Fatik yang terjadi didalam lingkungan korosif biasanya
disebut fatik korosi. Telah diketahui bahwa kikisan korosi oleh
media cair dapat menimbulkan lubang – lubang etsa yang
bersifat sebaga tekuk. Akan tetapi bila mana serangan korosi
terjadi secara serentak bersamaan dengan pembebanan fatik
efek perusakan jauh lebih besar dibandingkan dari efek tekuk
semata.
. BAB V
PENUTUP
5.1 Kesimpulan
Adapun kesimpulan yang dapat diberikan adalah sebagai berikut :
1. Rata – rata nilai kekerasan rockwell pada berbagai specimen :
a. Amutit:
b. VCL:
c. VCN:
d. S45C:
2. Metode rockwell lebih mudah digunakan dari pada metode brinell
karena pada metode rockwell hasil langsung dapat diketahui.
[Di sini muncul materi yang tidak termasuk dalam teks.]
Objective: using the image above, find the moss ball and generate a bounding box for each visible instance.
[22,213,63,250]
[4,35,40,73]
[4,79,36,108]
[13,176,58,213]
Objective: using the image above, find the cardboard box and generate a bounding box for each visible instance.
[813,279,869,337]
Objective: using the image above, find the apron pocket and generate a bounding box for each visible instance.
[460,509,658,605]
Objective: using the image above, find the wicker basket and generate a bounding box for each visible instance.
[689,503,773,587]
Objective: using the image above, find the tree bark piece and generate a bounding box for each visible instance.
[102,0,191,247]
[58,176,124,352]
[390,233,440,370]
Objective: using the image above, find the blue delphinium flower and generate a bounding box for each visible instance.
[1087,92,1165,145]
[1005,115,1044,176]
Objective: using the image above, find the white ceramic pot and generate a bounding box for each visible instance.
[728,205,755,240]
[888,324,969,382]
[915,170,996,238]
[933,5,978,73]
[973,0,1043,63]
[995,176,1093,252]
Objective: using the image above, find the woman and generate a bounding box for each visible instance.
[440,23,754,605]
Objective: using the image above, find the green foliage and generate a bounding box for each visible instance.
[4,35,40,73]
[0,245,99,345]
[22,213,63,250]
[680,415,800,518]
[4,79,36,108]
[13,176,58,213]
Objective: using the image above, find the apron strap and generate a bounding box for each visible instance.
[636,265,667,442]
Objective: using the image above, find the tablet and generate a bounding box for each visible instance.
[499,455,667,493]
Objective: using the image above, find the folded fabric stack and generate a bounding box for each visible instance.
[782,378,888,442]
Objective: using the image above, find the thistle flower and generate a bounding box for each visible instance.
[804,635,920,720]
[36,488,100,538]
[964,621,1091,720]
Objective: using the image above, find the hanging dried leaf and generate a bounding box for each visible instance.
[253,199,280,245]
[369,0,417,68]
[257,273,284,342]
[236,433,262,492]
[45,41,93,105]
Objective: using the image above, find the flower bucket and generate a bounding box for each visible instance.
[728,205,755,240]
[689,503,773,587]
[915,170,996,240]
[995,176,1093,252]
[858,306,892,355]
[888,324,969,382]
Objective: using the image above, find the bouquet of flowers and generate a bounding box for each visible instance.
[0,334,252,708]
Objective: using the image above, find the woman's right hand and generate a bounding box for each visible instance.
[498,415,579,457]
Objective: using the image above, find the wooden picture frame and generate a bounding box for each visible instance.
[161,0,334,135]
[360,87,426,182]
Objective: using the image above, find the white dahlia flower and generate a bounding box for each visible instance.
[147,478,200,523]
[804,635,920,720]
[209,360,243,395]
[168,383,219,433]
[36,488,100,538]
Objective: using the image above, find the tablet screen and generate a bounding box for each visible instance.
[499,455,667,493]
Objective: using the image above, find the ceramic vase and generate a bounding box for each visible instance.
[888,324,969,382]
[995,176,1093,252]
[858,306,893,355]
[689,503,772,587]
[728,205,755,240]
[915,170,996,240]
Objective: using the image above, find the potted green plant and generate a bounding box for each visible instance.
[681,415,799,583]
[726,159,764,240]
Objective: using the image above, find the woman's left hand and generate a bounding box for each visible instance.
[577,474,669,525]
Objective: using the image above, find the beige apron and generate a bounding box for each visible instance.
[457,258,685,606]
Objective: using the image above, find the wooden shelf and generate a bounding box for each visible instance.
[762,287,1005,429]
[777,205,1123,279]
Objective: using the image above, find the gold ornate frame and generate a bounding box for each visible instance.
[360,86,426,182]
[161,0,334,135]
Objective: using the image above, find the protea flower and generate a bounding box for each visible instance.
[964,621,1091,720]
3. Besarnya beban yang diberikan mempengaruhi nilai kekerasan
material.
4. Besarnya beban yang diberikan mempengaruhi nilai kekerasan suatu
material, semakin besar beban maka diameter cekungan semakin
lebar sehingga nilai kekerasanya akan semakin kecil.
5.2 Saran
Adapun saran yang diberikan setelah praktikum adalah sebagai berikut :
1. Sebaiknya gunakanlah jas laboratorium sebelum memasuki
ruangan laboratorium.
2. Pahami apa saja yang dijelaskan oleh asisten laboratorium dan
catatlah bila itu penting.
3. Jangan pernah bermain - main dalam melakukan praktikum.
4. Untuk percobaan pengujian kekerasan yang selanjutnya diharapkan
memperhatikan waktu dan cara pengoprerasian alat sebab kesalahan
pengoperasian dapat menyebabkan data yang kita ambil tidak akurat.
5. Specimen yang akan kita ukur diameternya melalui mikroskop
pastikan permukaannya halus sehingga mudah untuk kita
menentukan diameter cekungan dari cekungan yang kita uji.